И мы раскадровывали охоту из Анны Карениной, где молодая травинка прободает прошлогодний лист, и даже
Морозной пылью серебрится Его бобровый воротник.Второе задание по режиссуре – документальный очерк. Тема по собственному усмотрению.
Я выбрал что почище – консерваторию. Там мне официально дали от ворот поворот, но в коридоре я встретил парня, с которым летом сдавал на режиссерский, – и проник в запретную зону.
Общая аудитория. Посреди марксизма вдруг вопль и рывок к окну – раскрылась форточка: вокалисты боятся простуды.
Инструменталисты боятся физкультуры – затесаться на физкультуру мне, конечно, не удалось.
Фортепьяно было знакомее других инструментов, и я пошел на урок к самому Нейгаузу. Если бы не представился, Генрих Густавович счел бы меня за очередного ученика. А так – он правой потряс мне руку, а левой вынул у меня из кармана книжку:
– Бела Балаш. Искусство кино. Хорошее лицо – как у музыканта. – И забыл о моем присутствии.
– Что вы делаете? – ужасался он на студентку. – Здесь лес и река! Ах, это чудно! Почему вы качаетесь? Сидите, как за столом! На рояле играть так просто! Это скрипач должен стоять и еще держать инструмент и еще играть!

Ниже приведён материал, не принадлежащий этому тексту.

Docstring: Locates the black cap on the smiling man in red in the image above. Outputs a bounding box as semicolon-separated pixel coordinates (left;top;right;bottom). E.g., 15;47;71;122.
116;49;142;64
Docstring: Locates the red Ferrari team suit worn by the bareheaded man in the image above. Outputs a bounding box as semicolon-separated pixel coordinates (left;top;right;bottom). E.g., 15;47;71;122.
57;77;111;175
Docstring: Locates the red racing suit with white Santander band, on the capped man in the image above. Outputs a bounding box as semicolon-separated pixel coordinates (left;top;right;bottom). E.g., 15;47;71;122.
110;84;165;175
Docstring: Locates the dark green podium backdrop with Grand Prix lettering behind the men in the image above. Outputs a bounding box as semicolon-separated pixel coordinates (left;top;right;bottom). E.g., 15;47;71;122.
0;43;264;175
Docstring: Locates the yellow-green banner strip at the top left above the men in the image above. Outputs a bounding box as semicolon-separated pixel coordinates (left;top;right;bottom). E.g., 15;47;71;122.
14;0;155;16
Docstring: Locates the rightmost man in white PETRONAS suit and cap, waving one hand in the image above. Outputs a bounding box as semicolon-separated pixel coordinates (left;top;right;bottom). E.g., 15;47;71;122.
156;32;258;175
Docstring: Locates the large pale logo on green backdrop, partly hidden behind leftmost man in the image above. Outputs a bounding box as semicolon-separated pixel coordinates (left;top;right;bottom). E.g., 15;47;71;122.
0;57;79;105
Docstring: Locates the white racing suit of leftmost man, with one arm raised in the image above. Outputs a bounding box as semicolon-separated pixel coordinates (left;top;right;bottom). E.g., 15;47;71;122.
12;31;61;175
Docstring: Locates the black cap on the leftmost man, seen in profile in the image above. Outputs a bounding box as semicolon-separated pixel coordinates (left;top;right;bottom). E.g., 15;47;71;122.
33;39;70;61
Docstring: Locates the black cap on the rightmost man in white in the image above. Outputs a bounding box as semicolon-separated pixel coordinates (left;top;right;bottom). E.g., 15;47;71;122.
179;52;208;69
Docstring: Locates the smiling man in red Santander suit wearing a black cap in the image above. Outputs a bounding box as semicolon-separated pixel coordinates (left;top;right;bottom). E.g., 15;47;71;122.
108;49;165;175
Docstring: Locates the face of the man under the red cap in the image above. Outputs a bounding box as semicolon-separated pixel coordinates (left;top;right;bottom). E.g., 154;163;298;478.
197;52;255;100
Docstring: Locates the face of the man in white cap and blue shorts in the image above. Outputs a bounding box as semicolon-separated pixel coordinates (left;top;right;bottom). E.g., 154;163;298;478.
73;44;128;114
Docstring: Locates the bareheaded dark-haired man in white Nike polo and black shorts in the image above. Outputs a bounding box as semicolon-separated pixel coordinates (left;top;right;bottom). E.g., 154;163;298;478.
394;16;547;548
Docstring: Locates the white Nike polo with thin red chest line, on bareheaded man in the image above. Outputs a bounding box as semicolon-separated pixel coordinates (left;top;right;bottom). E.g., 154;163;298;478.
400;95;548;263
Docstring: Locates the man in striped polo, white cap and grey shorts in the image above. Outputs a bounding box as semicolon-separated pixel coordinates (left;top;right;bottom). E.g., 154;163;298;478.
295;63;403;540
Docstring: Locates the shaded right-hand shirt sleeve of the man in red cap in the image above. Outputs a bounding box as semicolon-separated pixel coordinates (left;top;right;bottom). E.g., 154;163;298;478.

Педагог Артоболевская привела вундеркинда Наседкина. Сын шофера в шесть-семь лет имел собрание сочинений, в том числе оперу по сказке Пушкина. Нейгауз работал с ним, как со взрослым.

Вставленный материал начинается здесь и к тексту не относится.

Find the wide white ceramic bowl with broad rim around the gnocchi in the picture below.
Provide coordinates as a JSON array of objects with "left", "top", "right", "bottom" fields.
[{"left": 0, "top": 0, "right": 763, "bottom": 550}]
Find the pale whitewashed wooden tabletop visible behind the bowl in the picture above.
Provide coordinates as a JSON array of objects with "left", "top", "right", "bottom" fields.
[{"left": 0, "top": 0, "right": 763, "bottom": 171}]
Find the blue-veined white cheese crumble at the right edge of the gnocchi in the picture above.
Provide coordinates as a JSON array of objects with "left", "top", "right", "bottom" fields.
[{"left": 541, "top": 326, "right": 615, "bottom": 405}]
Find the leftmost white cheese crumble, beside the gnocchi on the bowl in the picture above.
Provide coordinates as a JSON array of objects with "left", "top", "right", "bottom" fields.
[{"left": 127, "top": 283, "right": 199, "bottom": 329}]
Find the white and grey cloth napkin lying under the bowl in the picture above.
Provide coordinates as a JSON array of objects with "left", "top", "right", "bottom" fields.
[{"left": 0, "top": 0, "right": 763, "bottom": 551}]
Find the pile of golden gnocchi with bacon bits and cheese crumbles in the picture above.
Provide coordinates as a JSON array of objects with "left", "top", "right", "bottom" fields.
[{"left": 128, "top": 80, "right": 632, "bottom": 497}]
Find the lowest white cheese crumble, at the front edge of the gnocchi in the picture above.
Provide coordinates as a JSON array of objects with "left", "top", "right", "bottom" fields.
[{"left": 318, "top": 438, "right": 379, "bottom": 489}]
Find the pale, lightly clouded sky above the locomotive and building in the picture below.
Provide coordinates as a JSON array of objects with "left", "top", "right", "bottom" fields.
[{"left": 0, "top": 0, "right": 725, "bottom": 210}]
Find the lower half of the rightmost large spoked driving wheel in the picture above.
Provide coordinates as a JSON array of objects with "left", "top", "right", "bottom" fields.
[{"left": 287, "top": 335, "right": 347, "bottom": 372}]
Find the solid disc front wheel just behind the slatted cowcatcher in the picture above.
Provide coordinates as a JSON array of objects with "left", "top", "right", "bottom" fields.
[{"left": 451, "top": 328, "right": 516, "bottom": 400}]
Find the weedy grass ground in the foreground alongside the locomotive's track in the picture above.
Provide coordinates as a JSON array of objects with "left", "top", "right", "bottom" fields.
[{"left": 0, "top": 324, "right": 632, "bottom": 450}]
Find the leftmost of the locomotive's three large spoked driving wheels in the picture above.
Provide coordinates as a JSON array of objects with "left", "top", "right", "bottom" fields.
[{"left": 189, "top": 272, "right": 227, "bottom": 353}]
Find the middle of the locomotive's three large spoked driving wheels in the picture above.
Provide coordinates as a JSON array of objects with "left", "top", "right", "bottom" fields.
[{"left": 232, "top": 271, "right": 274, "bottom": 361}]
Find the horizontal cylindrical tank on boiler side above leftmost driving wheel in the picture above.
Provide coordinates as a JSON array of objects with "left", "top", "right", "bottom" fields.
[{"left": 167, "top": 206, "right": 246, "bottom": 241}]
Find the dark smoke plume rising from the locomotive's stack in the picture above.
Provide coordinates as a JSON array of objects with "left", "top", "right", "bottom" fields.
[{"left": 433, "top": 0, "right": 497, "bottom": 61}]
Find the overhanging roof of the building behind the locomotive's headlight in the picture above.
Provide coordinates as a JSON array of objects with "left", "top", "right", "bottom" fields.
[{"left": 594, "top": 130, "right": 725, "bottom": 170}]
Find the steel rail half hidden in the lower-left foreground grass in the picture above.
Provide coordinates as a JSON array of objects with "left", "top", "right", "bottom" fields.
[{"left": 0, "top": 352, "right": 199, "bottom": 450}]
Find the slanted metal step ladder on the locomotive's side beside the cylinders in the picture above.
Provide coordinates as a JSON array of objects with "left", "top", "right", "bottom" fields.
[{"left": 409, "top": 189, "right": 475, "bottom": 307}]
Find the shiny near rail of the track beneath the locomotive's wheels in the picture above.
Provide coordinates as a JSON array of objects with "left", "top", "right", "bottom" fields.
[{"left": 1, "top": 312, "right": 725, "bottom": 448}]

Я написал много меньше, чем видел/слышал. Все же осталось достаточно много, и меня похвалили. Явно лучшие очерки были у народного артиста Вехотко – о сортировочной горке – и у фронтовика Черного – про таксомоторный парк.
На грозном экзамене после первого семестра комиссия должна была учесть наши очерки и просмотреть вымученные этюды. На площадке из общего неумения выделялись Полока и Вехотко. Заведомо лучше всех были Черный и венгр Кашкете.
Сильно вечером, уставшие до потери бдительности, мы не подслушивали у деканата.
Николаевский рвал на гитаре довоенное. Зярник, как позывные, выстукивал на пианино свою единственную джазовую фразу. Фокин сорил хофмами. Черный разделся до трусов, залез на стол и, прикрывшись шубой из реквизита, изобразил рубенсовскую Шубку.